When you are driving a car, you expect the software hidden under the dashboard to function properly. If a bug in the software suddenly causes the brakes to malfunction, you are in big trouble. Alfons Laarman studies how we can efficiently guarantee that software is free from errors, an issue that requires specific attention when lives depend on it.
Preventing errors in critical systems
Nowadays, software can be found in just about any electronic device. It has extended its reach beyond computers to things like cars, mobile phones and even vacuum cleaners. Software is all around us, which means that it is even more important to make sure that it does not contain any errors, or “bugs”. While a bug might not be that much of a problem when it occurs in an app on your phone, this changes quickly if it occurs in a more important system – such as the braking system in your car.
Software is becoming increasingly complex, which increases the risk of errors. ‘If many people are involved in developing a piece of software, as is almost always the case, it is practically guaranteed that errors will pop up somewhere’, says Laarman. He recalls an incident at the European Space Agency. Developers failed to adjust their software to a new, more powerful engine they installed. The software needed to track how much lift the engine was producing. However, it only had a limited amount of storage space. The new engine produced so much lift, that the software reached its storage ceiling and began counting from zero again. ‘This made the software think the rocket was falling back to Earth, triggering a self-destruct sequence in order to prevent a potentially deadly rendezvous with the Earth’s surface.’
Laarman studies how we can systematically check software and find all errors that may cause an app on your phone to crash, the brakes of your car to malfunction, or a multimillion-euro rocket to explode and plummet back to Earth. This is done through a process called “model checking”. This involves a specific type of software - a model checker - that scans every state a piece of software might be in. For all these states the model checker verifies if the software performs the way it is supposed to. This is exceedingly difficult as more and more complex software can be in an increasing number of different states. That is why Laarman tries to come up with ways to make model checkers work as efficiently as possible.
The techniques used by Laarman to increase the efficiency of his model checkers may have some unexpected applications in seemingly unrelated research fields.

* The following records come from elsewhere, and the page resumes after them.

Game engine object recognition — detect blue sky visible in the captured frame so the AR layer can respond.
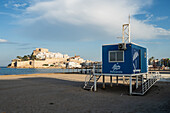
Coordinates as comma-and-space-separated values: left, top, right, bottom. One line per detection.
0, 0, 170, 66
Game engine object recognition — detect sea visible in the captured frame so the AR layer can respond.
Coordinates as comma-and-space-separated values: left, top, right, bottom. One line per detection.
0, 67, 80, 75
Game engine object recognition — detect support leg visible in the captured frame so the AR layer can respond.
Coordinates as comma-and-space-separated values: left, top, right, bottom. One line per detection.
94, 75, 97, 91
116, 76, 118, 86
123, 76, 125, 84
129, 76, 132, 95
110, 76, 113, 87
103, 75, 105, 88
136, 75, 138, 89
141, 75, 143, 84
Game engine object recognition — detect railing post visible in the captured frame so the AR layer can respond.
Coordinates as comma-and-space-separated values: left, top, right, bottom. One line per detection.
110, 76, 113, 87
136, 75, 138, 89
94, 75, 97, 91
129, 75, 132, 95
103, 75, 105, 88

The techniques may benefit large research projects such as XENON1T in Italy, where scientist are trying to find signs for the existence of dark matter. Projects performed at CERN in Switzerland, where scientist use a giant particle collider to study the elemental particles that make up regular matter, could also benefit. ‘We use techniques to limit the number of states that we have to go through individually with our model checking software’, says Laarman. ‘These large research projects could potentially use the same techniques to more efficiently store the incredible amount of data they produce, which already takes hundreds of petabytes in storage capacity.’
In the end, both individual users and companies just want one thing: for their software to be reliable. This is why Laarman’s ultimate goal is to create a framework that supports the development and implementation of any kind of software from A to Z. There have been many instances in the past where such a framework could have been extremely useful. Around the year 2010, Toyota had to recall around 10 million vehicles when software issues – that affected inter alia the braking system – caused multiple accidents and even victims. ‘This is what we are trying to prevent’, says Laarman. ‘What we want is some kind of certificate that shows consumers, companies and governments alike: this software will do exactly what it is supposed to do.’
Alfons Laarman (Zevenaar, 1983) is an assistant professor (tenure track) at the Leiden Institute of Advanced Computer Science. His PhD research at the University of Twente revolved around the parallelisation of model checking. Notwithstanding his excellent knowledge of software, even Laarman can become annoyed when a computer programme does not do what he wants it to do – just like less digitally educated people.